Providing data access via Web services responds to two WIS Tech Specs: 

  • WIS Tech Spec #10 downloading files via dedicated networks (real-time push),

  • WIS Tech Spec #11 downloading data via non-dedicated networks (pull)

For time-critical data, consumers will subscribe to messages from a Message Broker Network [defined elsewhere]. When new data is published, or existing datasets updated, subscribers will receive a message describing what data has become available, and where it can be accessed - either an HTTPS or SFTP end-point. If the consumer decides it needs this new data, they will request the data.

However, we need to ensure that data is delivered to the consumers in a timely manner - particularly where it is an input to safety-critical operations. Data needs to be globally available, and delivery needs to be quick (low-latency) and resilient.
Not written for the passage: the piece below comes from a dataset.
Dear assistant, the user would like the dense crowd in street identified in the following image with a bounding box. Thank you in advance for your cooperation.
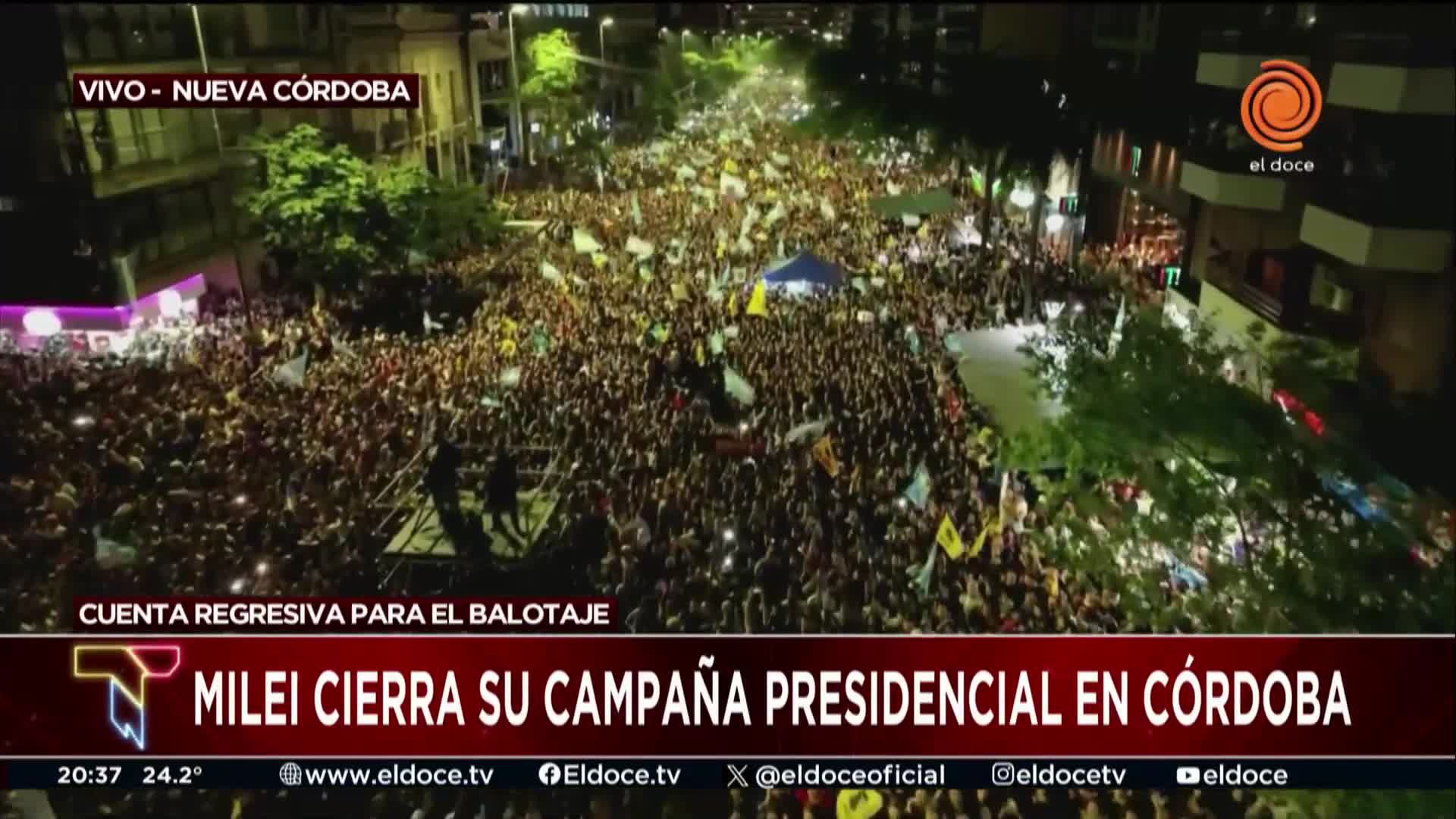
[0,73,1260,819]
WIS 1 solved this problem using the GISC 24-hour cache, ensuring that all data for global exchange was available within a GISC's Area of Responsibility. This was a reasonable approach at the time, given that the data files were being propagated through the WIS network via the GTS. However, content was only addressable in WIS 1 using the GTS header / GTS filename. Consumers on the GTS could get data pushed to them by amending the Routing Tables, or they could acquire content by searching the WIS Catalogue and then downloading or the datasets they found or be setting up a subscription to have them delivered to via email or FTP - what is referred to in the WIS Tech Specs as "delayed mode push". It's fair to say that the 24-hour cache and delayed mode push added significant cost and complexity to GISC implementation. Furthermore, WIS 1 did not allow consumers to download data simply by resolving a URL for the dataset - as is required by WIS 2.0 Principle #2: "Use Uniform Resource Locators (URL) to identify resources (i.e., Web pages, data, metadata, APIs)". In WIS 1, datasets or data files for global exchange existed in 15 different locations, once in each instance of a GISC cache, and each with a different URL (based on the GISCs hostname) - if one was provided at all. There was no single, canonical URL that could be resolved to download the data.
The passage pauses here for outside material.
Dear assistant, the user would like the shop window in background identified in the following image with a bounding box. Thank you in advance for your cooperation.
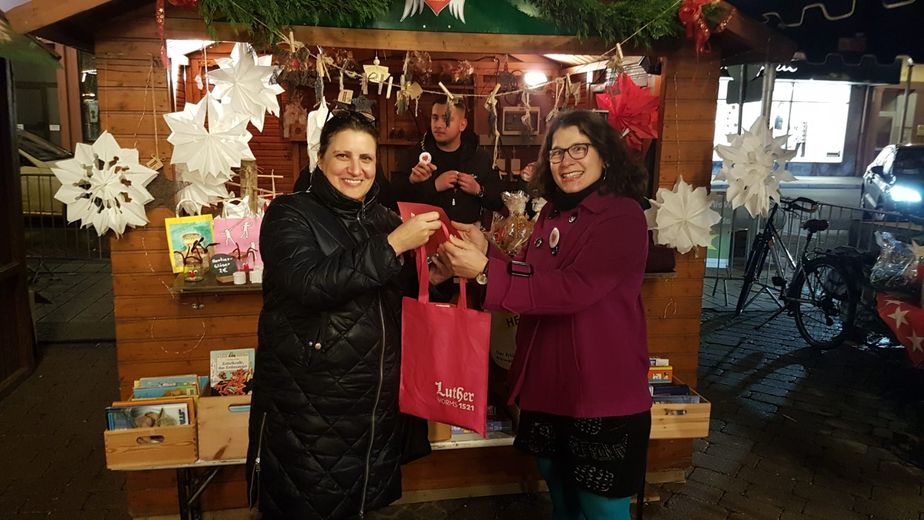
[712,78,850,163]
[77,51,100,142]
With WIS 2 intending to provide a Message Broker Network that uses open standard Message Queue Protocols (MQP), consumers no longer have to operate a Message Switch to subscribe to data on the GTS. The use of modern MQPs will democratise real-time data exchange in meteorological community, and in doing so remove the need for "delayed mode push" subscriptions.

But we do still need to provide global, low-latency, resilient delivery of content that is addressable via a URL. Fortunately, such requirements have long been met using Content Delivery Networks / Content Distribution Networks (CDN).
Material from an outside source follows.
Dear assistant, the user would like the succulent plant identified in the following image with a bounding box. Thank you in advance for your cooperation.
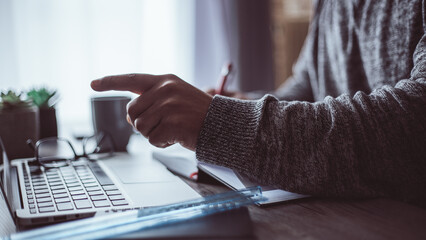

A CDN consists of Edge Servers distributed throughout the region where content needs to be served. CDNs improve consumer experience by (i) reducing the time taken to load content because it is served from a topographically close location (e.g. low-latency), and (ii) routing content from an alternative Edge Server if the preferred one is unavailable (e.g. resilience).

Edge Servers are populated using content from the Origin Server. This is where the content provider publishes the everything that they need the CDN to distribute for them.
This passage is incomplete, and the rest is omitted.